Am 12. Oktober stimmt die Bundesregierung dem Abkommen zu. Einen Tag später soll der deutsche Verfassungsgericht in Karlsruhe im Eilverfahren zu CETA urteilen. Am Freitag tritt das SPÖ-Präsidium zusammen.

"Man muss aber ganz klar sagen, am Ende werden wir nicht 100 Prozent unserer Forderungen erreichen. Es gibt für uns eine Schmerzgrenze, und die werden wir gemeinsam beraten."
Kern in ATV-Klartext, 10. Oktober 2016

"Zum jetzigen Zeitpunkt kann ich euch nicht sagen, ob das reichen wird. Die Tücke liegt im Detail, wir werden nun sorgfältig prüfen. Wir werden uns nicht zu etwas drängen lassen."
Kern über den "Beipacktext" bei einer FSG-Konferenz, 10. Oktober 2016

"Das ist noch eine offene Frage. Das hängt von mehreren Faktoren ab. Das muss man sich noch anschauen. Wir haben noch ein paar Tage Zeit."
Der Wiener Bürgermeister Michael Häupl auf die Frage, wie er im Parteipräsidium zu CETA abstimmen wird, 11. Oktober 2016

"Wenn das Gericht in Karlsruhe Ja sagen würde, dann wäre das mit Sicherheit eine wichtige Entscheidungsgrundlage."
Kern zur zur anstehenden Entscheidung des deutschen Verfassungsgerichts für (Ja) oder gegen CETA (Nein).

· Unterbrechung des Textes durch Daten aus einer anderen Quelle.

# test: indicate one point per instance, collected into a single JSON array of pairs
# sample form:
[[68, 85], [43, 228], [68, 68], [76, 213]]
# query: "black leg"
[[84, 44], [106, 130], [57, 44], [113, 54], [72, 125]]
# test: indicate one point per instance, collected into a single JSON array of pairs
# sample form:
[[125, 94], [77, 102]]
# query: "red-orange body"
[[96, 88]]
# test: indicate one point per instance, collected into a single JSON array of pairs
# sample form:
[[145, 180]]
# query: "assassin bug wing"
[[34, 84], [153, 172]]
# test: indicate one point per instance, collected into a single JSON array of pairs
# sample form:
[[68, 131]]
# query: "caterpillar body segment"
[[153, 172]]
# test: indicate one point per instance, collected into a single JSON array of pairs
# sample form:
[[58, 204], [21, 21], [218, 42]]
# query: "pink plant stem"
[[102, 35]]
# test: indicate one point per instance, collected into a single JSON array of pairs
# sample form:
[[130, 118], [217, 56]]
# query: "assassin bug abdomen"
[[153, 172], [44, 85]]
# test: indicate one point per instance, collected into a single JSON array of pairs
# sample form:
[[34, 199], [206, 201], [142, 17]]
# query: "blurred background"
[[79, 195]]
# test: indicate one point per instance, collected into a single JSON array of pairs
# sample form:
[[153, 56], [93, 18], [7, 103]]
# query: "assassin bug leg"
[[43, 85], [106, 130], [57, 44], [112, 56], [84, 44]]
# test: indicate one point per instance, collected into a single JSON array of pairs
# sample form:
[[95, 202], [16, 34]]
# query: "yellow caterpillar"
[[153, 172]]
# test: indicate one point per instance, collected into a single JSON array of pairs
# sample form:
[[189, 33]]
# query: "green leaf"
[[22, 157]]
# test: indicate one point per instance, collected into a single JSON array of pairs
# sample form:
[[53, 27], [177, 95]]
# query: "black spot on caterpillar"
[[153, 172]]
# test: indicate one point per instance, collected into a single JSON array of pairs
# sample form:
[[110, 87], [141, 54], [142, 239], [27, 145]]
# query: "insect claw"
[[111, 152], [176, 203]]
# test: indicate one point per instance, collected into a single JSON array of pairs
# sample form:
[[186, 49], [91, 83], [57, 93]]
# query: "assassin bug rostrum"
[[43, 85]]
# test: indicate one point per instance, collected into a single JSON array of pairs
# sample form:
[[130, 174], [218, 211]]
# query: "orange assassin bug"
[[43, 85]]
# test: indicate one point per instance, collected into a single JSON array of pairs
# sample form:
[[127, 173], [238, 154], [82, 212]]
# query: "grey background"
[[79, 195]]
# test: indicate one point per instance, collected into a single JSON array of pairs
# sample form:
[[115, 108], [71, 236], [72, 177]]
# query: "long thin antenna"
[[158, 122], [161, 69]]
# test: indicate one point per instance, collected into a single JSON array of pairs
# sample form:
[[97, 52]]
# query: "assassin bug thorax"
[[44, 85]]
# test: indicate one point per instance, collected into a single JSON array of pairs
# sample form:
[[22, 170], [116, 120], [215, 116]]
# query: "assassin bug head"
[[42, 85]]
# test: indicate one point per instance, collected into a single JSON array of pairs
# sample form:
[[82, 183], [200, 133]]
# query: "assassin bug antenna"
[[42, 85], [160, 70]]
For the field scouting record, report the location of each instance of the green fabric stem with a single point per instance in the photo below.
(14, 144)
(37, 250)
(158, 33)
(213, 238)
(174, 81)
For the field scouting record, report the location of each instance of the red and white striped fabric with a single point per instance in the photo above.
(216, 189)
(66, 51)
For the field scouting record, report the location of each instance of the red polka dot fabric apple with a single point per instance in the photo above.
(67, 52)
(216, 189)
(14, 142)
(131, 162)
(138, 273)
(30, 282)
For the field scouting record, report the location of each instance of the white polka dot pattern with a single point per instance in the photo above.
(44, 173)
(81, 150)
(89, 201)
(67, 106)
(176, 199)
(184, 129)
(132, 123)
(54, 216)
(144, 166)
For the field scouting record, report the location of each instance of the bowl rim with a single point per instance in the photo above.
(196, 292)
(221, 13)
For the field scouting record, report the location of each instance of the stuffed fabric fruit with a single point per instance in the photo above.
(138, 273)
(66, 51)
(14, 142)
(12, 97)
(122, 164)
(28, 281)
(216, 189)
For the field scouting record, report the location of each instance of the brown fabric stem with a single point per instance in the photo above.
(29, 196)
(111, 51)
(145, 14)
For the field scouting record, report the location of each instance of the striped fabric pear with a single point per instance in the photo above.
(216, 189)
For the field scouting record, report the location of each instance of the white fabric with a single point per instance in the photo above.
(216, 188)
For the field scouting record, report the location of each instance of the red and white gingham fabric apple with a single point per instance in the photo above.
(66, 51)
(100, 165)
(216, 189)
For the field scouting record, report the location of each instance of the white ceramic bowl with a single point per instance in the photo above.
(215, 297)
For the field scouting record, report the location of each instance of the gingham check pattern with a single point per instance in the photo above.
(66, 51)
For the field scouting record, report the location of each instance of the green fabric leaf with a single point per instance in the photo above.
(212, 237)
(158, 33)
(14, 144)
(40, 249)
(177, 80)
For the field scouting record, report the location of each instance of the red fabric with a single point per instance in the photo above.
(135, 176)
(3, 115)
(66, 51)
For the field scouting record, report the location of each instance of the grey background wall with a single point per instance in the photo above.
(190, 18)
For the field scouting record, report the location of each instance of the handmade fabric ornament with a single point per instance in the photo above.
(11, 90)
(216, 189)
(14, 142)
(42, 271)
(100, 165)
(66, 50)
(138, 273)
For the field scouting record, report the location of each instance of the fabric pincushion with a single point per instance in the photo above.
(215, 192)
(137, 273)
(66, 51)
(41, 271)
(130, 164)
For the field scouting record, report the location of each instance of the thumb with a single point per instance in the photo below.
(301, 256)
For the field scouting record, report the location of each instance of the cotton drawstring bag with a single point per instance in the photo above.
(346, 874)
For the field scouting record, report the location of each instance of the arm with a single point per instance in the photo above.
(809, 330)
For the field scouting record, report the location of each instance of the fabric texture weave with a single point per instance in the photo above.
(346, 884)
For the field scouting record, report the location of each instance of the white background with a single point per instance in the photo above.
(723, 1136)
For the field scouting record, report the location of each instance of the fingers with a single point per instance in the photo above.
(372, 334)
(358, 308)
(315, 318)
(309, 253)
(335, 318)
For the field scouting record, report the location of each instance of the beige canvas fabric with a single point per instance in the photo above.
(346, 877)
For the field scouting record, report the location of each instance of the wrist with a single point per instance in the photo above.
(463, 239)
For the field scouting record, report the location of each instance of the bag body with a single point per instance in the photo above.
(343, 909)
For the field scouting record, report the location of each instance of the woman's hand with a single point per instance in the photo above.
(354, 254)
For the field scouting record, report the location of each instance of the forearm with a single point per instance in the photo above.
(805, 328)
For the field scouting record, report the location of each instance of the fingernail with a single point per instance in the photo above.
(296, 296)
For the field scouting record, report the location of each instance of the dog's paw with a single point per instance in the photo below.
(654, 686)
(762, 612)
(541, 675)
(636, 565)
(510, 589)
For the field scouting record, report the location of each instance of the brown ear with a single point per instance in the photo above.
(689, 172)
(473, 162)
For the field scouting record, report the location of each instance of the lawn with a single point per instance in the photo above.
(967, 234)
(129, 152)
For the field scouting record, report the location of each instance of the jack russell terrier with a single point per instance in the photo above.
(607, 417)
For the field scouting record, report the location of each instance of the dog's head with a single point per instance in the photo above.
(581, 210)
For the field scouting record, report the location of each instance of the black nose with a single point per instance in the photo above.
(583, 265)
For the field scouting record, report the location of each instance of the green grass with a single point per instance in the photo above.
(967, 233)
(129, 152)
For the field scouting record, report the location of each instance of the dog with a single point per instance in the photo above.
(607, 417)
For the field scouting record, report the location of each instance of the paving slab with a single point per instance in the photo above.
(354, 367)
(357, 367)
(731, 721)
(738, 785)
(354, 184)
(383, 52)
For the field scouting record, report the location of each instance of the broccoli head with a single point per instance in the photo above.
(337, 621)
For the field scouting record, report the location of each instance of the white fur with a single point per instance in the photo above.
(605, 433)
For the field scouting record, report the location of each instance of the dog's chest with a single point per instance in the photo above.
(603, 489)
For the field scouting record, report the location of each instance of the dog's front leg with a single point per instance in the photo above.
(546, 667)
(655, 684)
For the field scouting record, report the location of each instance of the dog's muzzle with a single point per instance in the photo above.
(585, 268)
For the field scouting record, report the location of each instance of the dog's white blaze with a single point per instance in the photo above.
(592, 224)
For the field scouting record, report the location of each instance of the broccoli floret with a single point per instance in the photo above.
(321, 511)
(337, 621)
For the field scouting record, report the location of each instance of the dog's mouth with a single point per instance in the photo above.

Das deutsche Verfassungsgericht sagt "Ja, aber" zu CETA.

"Mein Bedürfnis, ein Abkommen mit der Schweiz abzuschließen, ist um ein Vielfaches größer als mit Kanada."
Kern am Tag des Urteils des Verfassungsgerichts, 13. Oktober 2016

"Wenn ein Gericht feststellt, dass nationales Recht einen Ausstieg ermöglichen muss, dann verändert das einiges."
Der Kärntner Landeshauptmann Peter Kaiser zum Urteil des Verfassungsgerichts, 13. Oktober 2016

14. Oktober 2016: Das SPÖ-Präsidium sagt "Ja, aber" zu CETA.